Everything from the main menu to the in-game music sounds exactly like it was in the mid 90's and that's not a bad thing. The music fits perfectly with the retro feel of the game. As for fighting, each attack can be heard when it hits anything, be it a barrel in the way, or an enemy trying to kill you. The only addition that could've been made would be voice-overs. Yes, this is a classic arcade-esqe title, but it would've been nice if the remix featured voices to add to the faces of the characters. Regardless of this factor, the game manages to captivate players with its catchy tunes.

Achievements - 7/10

Arcade titles are notorious for either being extremely easy or hard when it comes to achievements. For the most part, Guardian Heroes features easy achievements which are tied to the story mode. These are for beating various enemies and completing the stories multiple endings. Both of these scenarios however do require you to play through the game multiple times.

There is also an achievement for finding all the characters, which requires the player to go through every possible pathway the game provides. Probably the hardest one would be to get through the game on the hard difficulty without losing any credits, which means not dying once.

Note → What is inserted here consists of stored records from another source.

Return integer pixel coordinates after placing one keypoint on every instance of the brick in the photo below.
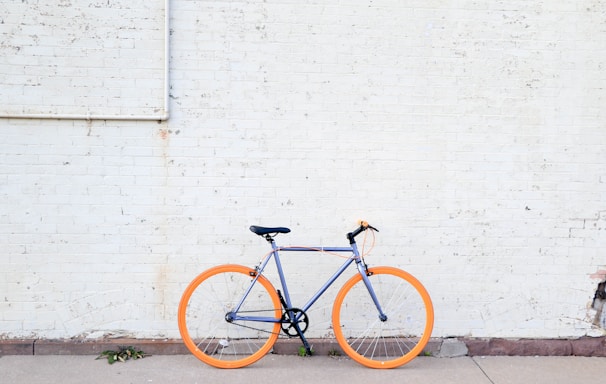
(16, 347)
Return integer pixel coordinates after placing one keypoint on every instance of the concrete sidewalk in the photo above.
(185, 369)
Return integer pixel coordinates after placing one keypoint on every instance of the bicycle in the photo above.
(230, 316)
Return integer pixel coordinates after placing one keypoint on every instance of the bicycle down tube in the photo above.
(232, 316)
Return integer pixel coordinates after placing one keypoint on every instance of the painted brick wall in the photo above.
(472, 134)
(85, 58)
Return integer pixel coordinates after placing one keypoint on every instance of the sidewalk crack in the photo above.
(482, 369)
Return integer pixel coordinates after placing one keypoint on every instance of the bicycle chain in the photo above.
(257, 329)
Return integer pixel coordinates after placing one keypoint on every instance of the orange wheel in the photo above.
(204, 325)
(387, 343)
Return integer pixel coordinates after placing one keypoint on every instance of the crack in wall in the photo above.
(599, 300)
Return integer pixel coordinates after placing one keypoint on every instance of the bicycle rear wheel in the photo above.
(383, 344)
(204, 325)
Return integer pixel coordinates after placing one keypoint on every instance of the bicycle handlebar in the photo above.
(363, 226)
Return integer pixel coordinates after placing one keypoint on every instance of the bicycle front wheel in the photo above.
(207, 327)
(390, 342)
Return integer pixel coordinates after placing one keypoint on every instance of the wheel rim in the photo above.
(203, 324)
(372, 342)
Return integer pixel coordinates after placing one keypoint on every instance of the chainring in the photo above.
(299, 317)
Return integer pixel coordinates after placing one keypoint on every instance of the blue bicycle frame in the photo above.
(361, 267)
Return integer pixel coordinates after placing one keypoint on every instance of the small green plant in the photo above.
(303, 351)
(123, 354)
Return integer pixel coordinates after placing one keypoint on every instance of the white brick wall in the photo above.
(472, 134)
(82, 58)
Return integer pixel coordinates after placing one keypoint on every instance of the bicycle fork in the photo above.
(365, 273)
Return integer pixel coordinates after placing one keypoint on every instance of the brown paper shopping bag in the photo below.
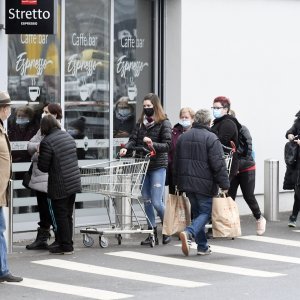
(177, 214)
(225, 217)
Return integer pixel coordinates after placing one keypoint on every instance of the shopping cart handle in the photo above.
(150, 151)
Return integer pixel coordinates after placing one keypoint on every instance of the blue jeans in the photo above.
(201, 210)
(152, 194)
(3, 250)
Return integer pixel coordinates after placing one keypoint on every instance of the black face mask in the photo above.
(149, 111)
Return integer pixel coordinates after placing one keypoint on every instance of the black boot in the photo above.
(148, 240)
(40, 242)
(166, 239)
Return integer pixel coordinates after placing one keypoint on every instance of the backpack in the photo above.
(243, 147)
(291, 153)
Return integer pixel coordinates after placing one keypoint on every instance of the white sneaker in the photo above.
(261, 226)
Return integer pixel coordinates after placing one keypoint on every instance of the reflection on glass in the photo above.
(87, 75)
(133, 67)
(124, 118)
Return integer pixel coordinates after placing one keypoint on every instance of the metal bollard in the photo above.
(8, 214)
(271, 189)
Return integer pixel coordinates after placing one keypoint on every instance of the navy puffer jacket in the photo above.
(292, 174)
(199, 164)
(58, 158)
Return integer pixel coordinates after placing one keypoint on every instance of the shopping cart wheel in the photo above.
(88, 241)
(152, 241)
(103, 242)
(119, 238)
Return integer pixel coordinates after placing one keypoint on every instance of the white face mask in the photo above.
(185, 123)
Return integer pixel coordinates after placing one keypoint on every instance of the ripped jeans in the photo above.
(152, 194)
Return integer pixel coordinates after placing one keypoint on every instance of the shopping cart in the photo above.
(121, 182)
(228, 155)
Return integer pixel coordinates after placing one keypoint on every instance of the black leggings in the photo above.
(296, 206)
(43, 207)
(246, 180)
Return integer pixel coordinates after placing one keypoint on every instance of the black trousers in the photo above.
(63, 221)
(246, 180)
(43, 207)
(296, 206)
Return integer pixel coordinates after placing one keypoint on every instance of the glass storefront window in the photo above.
(33, 80)
(133, 65)
(87, 44)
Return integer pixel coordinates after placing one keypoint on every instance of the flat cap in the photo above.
(4, 98)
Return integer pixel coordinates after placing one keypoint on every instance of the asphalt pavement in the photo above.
(249, 267)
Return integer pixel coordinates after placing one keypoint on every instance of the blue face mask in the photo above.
(185, 123)
(22, 121)
(217, 113)
(124, 111)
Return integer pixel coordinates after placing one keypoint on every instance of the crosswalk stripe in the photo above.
(270, 240)
(194, 264)
(252, 254)
(79, 291)
(74, 266)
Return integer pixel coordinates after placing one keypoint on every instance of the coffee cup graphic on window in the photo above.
(132, 92)
(34, 92)
(84, 93)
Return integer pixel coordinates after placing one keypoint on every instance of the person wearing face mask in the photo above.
(39, 183)
(153, 130)
(186, 119)
(22, 129)
(226, 128)
(124, 118)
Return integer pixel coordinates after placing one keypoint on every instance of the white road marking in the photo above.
(79, 291)
(252, 254)
(80, 267)
(270, 240)
(194, 264)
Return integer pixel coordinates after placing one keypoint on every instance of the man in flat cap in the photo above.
(5, 175)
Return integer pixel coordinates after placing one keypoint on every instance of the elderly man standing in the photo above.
(199, 170)
(5, 174)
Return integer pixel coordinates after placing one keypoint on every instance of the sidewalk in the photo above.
(286, 201)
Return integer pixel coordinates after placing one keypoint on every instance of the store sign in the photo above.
(30, 16)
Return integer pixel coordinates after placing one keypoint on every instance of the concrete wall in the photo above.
(247, 50)
(3, 49)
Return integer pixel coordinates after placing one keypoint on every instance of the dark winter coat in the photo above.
(199, 164)
(227, 129)
(177, 131)
(160, 134)
(57, 157)
(292, 174)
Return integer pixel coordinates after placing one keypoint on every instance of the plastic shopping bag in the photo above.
(225, 217)
(177, 214)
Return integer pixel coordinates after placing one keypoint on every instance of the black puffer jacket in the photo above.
(292, 174)
(199, 164)
(227, 129)
(160, 134)
(58, 158)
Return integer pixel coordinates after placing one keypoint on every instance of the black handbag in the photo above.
(291, 153)
(27, 177)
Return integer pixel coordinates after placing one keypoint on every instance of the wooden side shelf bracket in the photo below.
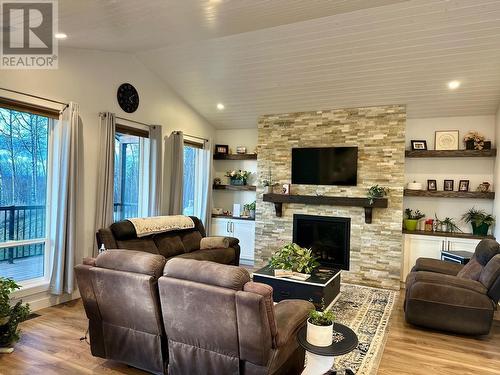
(279, 199)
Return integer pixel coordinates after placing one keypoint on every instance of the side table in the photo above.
(321, 359)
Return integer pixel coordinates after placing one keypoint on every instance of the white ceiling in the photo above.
(273, 56)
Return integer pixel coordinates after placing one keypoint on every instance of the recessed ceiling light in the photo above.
(452, 85)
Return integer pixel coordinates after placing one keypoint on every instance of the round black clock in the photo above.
(128, 97)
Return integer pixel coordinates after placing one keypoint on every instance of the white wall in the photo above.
(91, 78)
(233, 138)
(477, 170)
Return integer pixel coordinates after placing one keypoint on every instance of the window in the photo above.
(24, 154)
(131, 173)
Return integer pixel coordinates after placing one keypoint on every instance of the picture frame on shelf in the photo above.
(448, 185)
(417, 145)
(463, 185)
(431, 185)
(446, 140)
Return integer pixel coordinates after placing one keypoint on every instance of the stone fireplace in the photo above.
(375, 249)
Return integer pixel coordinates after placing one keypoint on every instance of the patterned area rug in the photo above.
(366, 311)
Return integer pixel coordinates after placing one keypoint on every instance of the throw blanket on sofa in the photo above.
(146, 226)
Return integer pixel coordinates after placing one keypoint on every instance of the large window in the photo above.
(131, 173)
(23, 194)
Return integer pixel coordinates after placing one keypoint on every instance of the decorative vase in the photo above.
(480, 230)
(411, 224)
(319, 335)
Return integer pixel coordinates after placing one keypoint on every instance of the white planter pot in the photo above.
(319, 335)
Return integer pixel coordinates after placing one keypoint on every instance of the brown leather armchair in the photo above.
(455, 298)
(219, 322)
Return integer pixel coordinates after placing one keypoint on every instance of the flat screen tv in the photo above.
(325, 166)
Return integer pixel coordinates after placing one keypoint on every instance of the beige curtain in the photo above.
(105, 185)
(174, 172)
(63, 200)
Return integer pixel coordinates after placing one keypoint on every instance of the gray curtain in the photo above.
(106, 172)
(174, 172)
(155, 153)
(63, 199)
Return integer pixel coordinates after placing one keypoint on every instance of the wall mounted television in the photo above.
(325, 166)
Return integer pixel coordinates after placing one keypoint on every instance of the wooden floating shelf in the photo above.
(235, 156)
(446, 234)
(450, 153)
(235, 187)
(279, 199)
(449, 194)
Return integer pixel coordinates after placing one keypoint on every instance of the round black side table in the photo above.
(320, 359)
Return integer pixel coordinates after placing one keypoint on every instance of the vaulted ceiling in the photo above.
(272, 56)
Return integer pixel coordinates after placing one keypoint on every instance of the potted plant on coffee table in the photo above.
(411, 218)
(10, 316)
(479, 220)
(320, 327)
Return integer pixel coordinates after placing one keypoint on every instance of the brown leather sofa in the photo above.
(219, 322)
(181, 243)
(455, 298)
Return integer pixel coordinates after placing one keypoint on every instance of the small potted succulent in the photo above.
(320, 327)
(479, 220)
(412, 218)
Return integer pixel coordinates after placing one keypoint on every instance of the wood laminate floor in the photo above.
(51, 345)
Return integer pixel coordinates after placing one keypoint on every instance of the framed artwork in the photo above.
(448, 185)
(431, 185)
(222, 149)
(463, 185)
(446, 140)
(418, 145)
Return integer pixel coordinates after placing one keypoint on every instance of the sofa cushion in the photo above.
(169, 244)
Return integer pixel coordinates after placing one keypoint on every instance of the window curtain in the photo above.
(174, 172)
(155, 153)
(105, 182)
(63, 199)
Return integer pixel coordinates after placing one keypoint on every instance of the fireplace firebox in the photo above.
(328, 237)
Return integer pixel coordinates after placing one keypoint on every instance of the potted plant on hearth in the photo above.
(479, 220)
(10, 316)
(238, 178)
(320, 327)
(412, 218)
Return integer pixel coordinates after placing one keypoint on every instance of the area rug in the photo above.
(366, 311)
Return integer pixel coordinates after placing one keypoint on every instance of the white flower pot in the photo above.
(319, 335)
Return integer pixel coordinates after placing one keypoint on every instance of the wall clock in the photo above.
(128, 97)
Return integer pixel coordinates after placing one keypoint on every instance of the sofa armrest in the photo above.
(290, 315)
(437, 266)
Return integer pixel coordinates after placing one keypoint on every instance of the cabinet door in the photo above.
(245, 232)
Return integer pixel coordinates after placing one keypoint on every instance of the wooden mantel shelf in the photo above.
(279, 199)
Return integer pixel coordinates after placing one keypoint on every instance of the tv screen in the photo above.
(325, 166)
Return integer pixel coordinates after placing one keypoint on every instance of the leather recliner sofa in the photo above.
(452, 297)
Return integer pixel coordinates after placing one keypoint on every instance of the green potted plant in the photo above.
(320, 327)
(250, 207)
(479, 220)
(411, 218)
(10, 316)
(375, 192)
(292, 257)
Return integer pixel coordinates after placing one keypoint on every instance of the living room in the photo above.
(221, 134)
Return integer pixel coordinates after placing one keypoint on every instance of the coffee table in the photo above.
(321, 359)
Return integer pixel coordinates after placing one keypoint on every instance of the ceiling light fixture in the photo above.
(452, 85)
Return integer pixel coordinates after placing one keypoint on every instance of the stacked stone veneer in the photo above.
(378, 132)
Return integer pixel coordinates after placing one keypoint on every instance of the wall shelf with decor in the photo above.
(450, 153)
(449, 194)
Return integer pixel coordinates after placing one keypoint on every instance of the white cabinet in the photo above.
(423, 246)
(244, 230)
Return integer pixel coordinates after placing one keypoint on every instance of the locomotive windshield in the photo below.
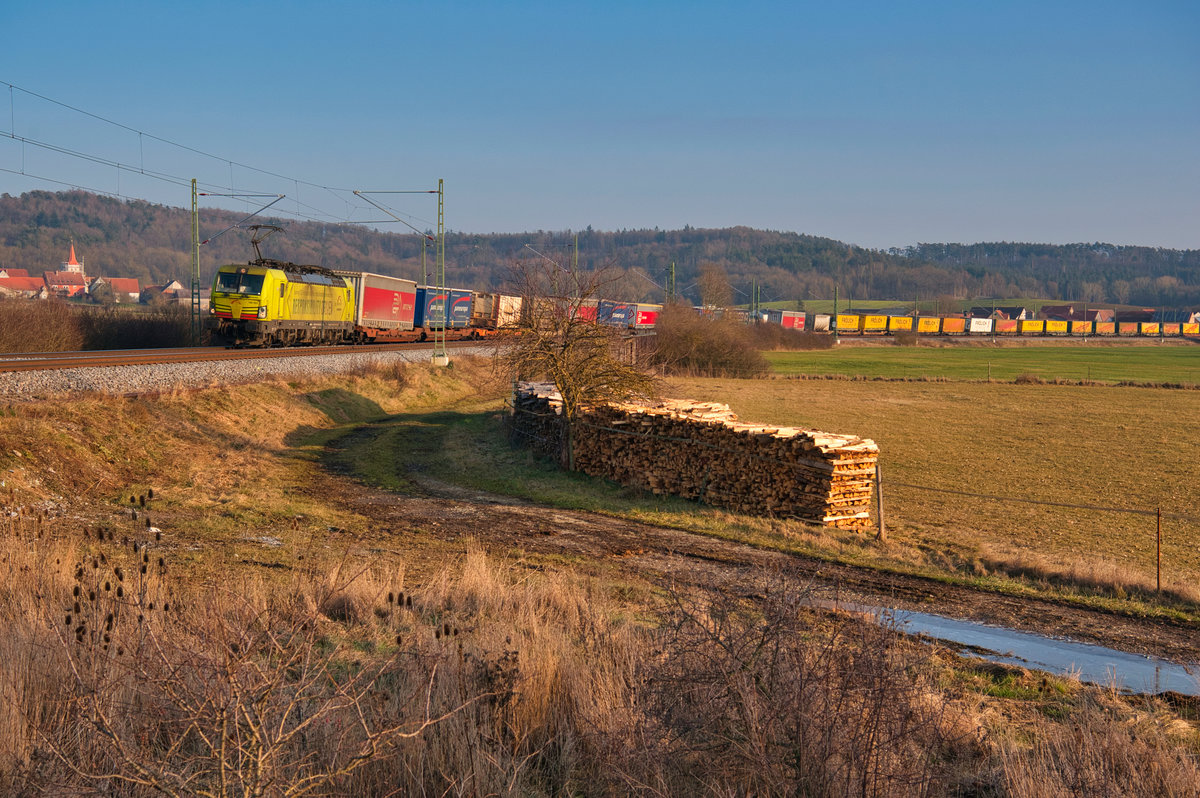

Try not to get too surrounded otherwise you could get caught up in a big combo


Conclusion - 8.5/10

Even to this day, Guardian Heroes remains one of the best SEGA Saturn games that got released. When playing it, it's easy to see why that is the case. While the story mode can be completed in one sitting per pathway, the amount of choices to reach the different stages certainly makes up for it. While there are not too many differences between the original and remixed graphics, the game looks exactly what it is; a 2D hack and slash from the mid 90's. This was a fun arcade experience which is able to get you playing it over and over to discover what all 30 stages contain. Guardian Heroes gets 8.5/10, and is a recommended purchase for any fan of 2D fighting or retro gaming.